We have a large kitchen and dogs are fed 1 at each end.

This isn't enough. You have a dog with food aggression - they need to be completely separated with a physical barrier in place so neither of them can get to the other during mealtimes. Even if there was no aggression I would be feeding them separately anyway, to be honest.

I would also crate the dogs (separately) or lock them out of the room during mealtimes from now on. As you say, life happens and you get distracted, so you need to put systems in place to prevent them getting to each other.

The dog went for you because you stuck your hand in the middle of a scuffle - it's instinct but it's also very foolish. Never stick your hand in the middle of a dog fight - use something like a broom handle to separate if you can't do it with words.

ScattyHattie · 01/10/2023 11:03

I'd look for qualified behaviourist to help you with this given you have child so that you've awareness of what's going on with your specific situation so can advise accordingly. If you've a pet insurance policy they sometimes cover this.

By making the young dog wait and watch the old one eat first you likely built up some frustration and the oldie had finished with food and wandered while youngster was still eating. It's easier to manage by putting in completely separate rooms so they don't have to worry about what other dog is doing. Given terriers age it may not be many years till you've a lone dog which will likely reduce need to RG.

A crate is so useful for this and gives their own safe space which they will eventually learn to go to for food or human mealtimes. Just don't leave your other dog loose to wander round the crate while he has food or he will feel need to guard that space and get stressed. Crates also good to keep children who naturally lack boundaries/impulse control away from the dog and more of a physical barrier than bed alone when the dogs having a nap and may end up startled awake by a hug or fell on.
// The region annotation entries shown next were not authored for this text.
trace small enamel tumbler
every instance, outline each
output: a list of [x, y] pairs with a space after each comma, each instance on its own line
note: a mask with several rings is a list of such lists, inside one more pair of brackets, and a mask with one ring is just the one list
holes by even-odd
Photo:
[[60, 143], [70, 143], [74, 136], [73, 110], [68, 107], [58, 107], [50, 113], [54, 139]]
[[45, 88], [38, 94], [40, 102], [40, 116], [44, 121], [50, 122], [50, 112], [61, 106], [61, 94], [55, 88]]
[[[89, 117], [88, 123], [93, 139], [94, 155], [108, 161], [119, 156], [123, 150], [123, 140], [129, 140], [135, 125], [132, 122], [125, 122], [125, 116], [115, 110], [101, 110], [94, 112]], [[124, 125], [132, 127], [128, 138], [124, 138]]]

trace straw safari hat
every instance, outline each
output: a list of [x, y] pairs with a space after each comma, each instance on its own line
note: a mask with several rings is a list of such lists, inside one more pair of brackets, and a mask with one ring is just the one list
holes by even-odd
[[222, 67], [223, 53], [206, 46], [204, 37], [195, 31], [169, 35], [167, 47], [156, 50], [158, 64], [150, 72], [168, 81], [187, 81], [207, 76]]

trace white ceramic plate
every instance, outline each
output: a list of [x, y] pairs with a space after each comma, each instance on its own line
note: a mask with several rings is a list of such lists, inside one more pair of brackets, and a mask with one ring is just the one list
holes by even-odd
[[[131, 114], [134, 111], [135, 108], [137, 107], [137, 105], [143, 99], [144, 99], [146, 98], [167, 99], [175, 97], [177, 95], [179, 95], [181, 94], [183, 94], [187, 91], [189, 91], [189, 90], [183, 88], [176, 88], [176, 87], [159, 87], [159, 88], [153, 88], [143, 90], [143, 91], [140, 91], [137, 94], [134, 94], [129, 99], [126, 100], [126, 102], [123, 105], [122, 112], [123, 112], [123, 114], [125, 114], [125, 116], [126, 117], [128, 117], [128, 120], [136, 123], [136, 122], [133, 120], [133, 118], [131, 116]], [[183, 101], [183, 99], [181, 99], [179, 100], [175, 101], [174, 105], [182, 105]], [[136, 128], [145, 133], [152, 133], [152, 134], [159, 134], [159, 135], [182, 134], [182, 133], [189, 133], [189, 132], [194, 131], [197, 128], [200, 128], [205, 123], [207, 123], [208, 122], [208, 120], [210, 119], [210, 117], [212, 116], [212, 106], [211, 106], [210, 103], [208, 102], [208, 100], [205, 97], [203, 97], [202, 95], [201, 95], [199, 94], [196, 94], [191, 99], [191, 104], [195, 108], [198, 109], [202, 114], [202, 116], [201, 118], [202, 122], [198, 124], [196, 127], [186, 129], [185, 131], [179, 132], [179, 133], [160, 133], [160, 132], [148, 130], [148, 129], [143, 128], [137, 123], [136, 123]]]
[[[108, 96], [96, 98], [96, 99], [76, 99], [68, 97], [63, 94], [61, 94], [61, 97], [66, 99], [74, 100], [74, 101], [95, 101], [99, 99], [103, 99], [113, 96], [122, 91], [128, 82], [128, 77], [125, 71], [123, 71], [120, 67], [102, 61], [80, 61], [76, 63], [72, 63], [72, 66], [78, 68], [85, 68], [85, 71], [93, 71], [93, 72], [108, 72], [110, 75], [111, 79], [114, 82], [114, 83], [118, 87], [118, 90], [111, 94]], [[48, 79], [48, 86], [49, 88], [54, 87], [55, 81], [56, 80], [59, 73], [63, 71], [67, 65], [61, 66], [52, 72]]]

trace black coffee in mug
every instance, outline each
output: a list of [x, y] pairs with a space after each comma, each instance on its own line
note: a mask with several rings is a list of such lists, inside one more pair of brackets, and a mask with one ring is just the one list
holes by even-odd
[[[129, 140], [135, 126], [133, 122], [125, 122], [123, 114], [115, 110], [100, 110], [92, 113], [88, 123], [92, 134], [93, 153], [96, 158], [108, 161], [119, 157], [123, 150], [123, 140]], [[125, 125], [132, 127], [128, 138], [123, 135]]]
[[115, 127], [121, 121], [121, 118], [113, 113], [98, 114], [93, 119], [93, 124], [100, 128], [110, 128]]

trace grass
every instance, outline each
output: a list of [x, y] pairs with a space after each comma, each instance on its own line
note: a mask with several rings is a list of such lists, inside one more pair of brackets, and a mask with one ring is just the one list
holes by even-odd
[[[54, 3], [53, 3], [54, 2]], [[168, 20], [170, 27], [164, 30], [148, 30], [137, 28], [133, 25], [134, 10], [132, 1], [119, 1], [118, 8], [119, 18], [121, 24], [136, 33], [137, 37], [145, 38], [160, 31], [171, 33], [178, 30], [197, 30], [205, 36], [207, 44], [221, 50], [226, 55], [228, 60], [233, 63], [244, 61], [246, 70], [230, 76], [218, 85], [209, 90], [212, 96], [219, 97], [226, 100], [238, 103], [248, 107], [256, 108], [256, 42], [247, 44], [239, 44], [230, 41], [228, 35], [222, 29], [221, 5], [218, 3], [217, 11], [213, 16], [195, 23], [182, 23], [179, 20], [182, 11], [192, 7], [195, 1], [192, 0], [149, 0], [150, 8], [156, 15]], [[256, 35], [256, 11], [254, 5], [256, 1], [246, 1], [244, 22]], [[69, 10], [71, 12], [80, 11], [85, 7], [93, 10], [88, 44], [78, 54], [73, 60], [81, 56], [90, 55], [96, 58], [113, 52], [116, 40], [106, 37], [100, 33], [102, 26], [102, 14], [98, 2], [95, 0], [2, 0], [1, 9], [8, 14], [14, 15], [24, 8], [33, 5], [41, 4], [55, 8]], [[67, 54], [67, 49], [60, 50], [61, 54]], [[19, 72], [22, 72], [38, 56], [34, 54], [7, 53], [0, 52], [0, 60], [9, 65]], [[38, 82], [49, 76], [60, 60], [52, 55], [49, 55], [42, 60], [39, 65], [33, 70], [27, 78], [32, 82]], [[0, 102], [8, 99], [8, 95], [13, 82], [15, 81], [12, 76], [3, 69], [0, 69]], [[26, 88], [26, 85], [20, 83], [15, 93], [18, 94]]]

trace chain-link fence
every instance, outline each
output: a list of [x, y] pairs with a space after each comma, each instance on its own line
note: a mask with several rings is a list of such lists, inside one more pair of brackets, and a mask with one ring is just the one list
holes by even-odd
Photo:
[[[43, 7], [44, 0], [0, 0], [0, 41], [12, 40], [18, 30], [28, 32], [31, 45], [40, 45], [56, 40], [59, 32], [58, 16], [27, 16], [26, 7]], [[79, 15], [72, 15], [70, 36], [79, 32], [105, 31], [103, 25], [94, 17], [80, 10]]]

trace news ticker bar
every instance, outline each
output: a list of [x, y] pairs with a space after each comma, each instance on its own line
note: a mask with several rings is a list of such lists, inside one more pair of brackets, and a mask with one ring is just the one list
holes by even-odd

My previous dog RG around other dogs but was fine with people being around his food/toys, i still always employed a trade up if i wanted to take something from him so that he knew would get a tasty treat or another toy out of it accepting an exchange. I'm happy with them communicating their discomfort of situation with a warning growl as it's listening to that which helps keep you from being bitten, if they get chastised for growling and needs ignored your just disabling the alarm.